As reported in the November 29, 2011 issue of Nature Communications (DOI: 10.1038/ncomms1577), the researchers transferred graphene originally grown on Cu substrates to an insulating substrate (either quartz or SiO2/Si) and then used conventional lithography to expose defined regions of the graphene to atomic hydrogen. Fluorescence quenching microscopy (FQM) was used to image the regions of hydrogenated graphene, which are termed graphane; see (a) in the figure. Partial hydrogenation of the graphene was confirmed using Raman spectroscopy. Measurement of the electronic properties of this material using four-probe analysis demonstrated a gradual transformation from semimetallic graphene to a near insulating graphane-like material with increasing hydrogenation.
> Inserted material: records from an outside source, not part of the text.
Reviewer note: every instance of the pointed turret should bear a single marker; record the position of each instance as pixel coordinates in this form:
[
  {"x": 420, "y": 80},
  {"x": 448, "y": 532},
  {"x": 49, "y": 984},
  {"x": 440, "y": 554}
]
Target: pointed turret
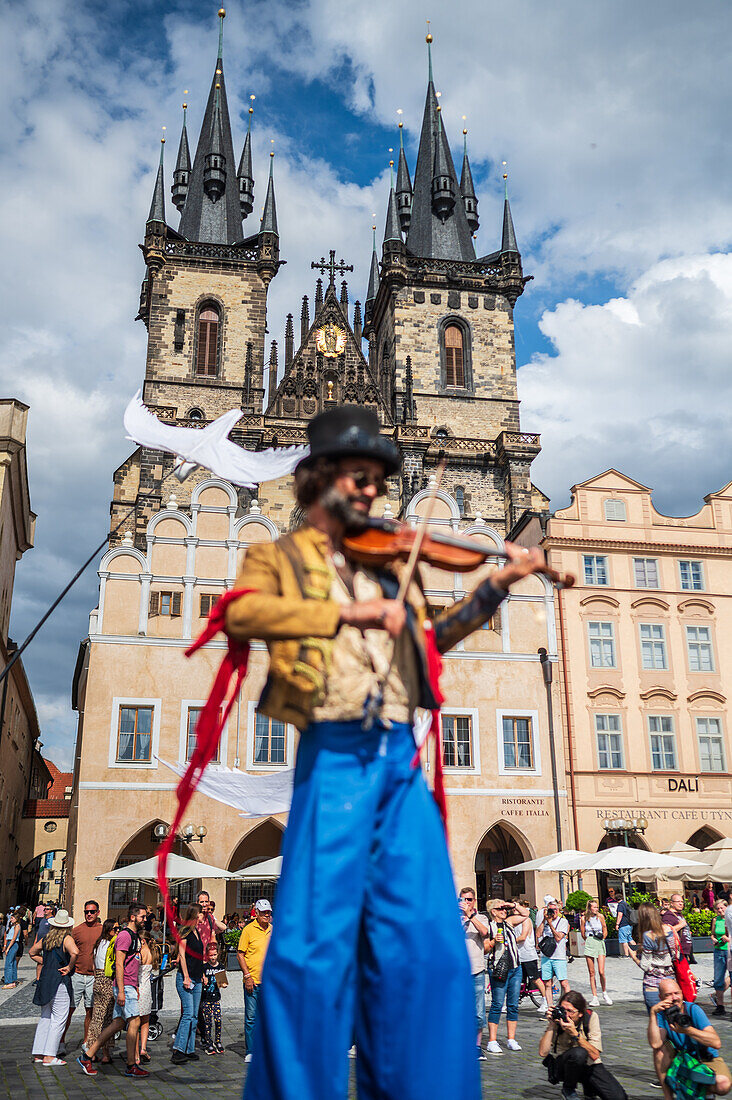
[
  {"x": 211, "y": 211},
  {"x": 443, "y": 184},
  {"x": 270, "y": 212},
  {"x": 509, "y": 244},
  {"x": 273, "y": 371},
  {"x": 290, "y": 340},
  {"x": 373, "y": 278},
  {"x": 182, "y": 173},
  {"x": 438, "y": 227},
  {"x": 157, "y": 206},
  {"x": 244, "y": 175},
  {"x": 467, "y": 188},
  {"x": 304, "y": 319},
  {"x": 403, "y": 186}
]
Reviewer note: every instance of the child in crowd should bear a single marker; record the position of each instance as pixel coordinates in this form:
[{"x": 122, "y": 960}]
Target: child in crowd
[{"x": 210, "y": 1002}]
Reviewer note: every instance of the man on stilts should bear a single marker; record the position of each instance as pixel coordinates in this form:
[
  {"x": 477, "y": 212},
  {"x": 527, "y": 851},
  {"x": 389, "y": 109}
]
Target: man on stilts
[{"x": 368, "y": 944}]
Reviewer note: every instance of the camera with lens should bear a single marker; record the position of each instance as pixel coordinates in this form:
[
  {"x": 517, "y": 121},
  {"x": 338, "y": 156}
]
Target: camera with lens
[{"x": 676, "y": 1016}]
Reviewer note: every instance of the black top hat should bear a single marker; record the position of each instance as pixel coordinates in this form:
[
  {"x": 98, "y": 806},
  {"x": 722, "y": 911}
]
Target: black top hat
[{"x": 350, "y": 430}]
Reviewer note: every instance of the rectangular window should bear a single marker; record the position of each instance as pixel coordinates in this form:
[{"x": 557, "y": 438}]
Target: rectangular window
[
  {"x": 711, "y": 745},
  {"x": 190, "y": 734},
  {"x": 699, "y": 646},
  {"x": 596, "y": 569},
  {"x": 270, "y": 740},
  {"x": 457, "y": 740},
  {"x": 653, "y": 646},
  {"x": 602, "y": 645},
  {"x": 692, "y": 578},
  {"x": 646, "y": 572},
  {"x": 134, "y": 735},
  {"x": 663, "y": 743},
  {"x": 610, "y": 740},
  {"x": 517, "y": 744},
  {"x": 165, "y": 603},
  {"x": 615, "y": 512}
]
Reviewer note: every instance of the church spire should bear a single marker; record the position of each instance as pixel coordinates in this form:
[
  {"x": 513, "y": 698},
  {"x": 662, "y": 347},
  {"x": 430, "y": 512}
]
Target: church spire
[
  {"x": 211, "y": 211},
  {"x": 244, "y": 174},
  {"x": 182, "y": 173},
  {"x": 438, "y": 228},
  {"x": 403, "y": 186},
  {"x": 509, "y": 238},
  {"x": 270, "y": 212},
  {"x": 467, "y": 188},
  {"x": 157, "y": 205}
]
The researchers also further functionalized the graphene/graphane superlattice with 4-bromophenyldiazonium tetrafluoroborate. They proposed that spontaneous electron transfer occurs from the graphane to the diazonium salt, generating an aryl radical that attacks the sp 3 C–H bonds to form new, covalent sp 3 C–C bonds; see (b) in the figure. Transmission electron microscopy and electron diffraction patterns of the diazonium functionalized films confirmed that the graphene structure survives the functionalization reactions. The extent of diazonium functionality was investigated using x-ray photoelectron spectroscopy, which showed that functionalized films containing as much as one new sp 3 C–C bond for every 21.5 C atoms in the graphane domains could be achieved using this methodology.

The researchers said that their “two-step controlled covalent functionalization process permits modulation of the electronic properties of graphene’s basal planes and could hold promise for specifically patterned optoelectronic and sensor devices based on this exciting new material.”

(a) Images of graphane/graphene patterns revealed with fluorescence quenching microscopy (FQM); the scale bars are 200 μm; (b) the fabrication of sp 3 C–C exchanged superlattices and subsequent FQM imaging is illustrated with a schematic diagram. Reproduced with permission from Nat. Commun. 2:527, DOI: 10.1038/ncomms1531. © 2011 Macmillan Publishers Ltd.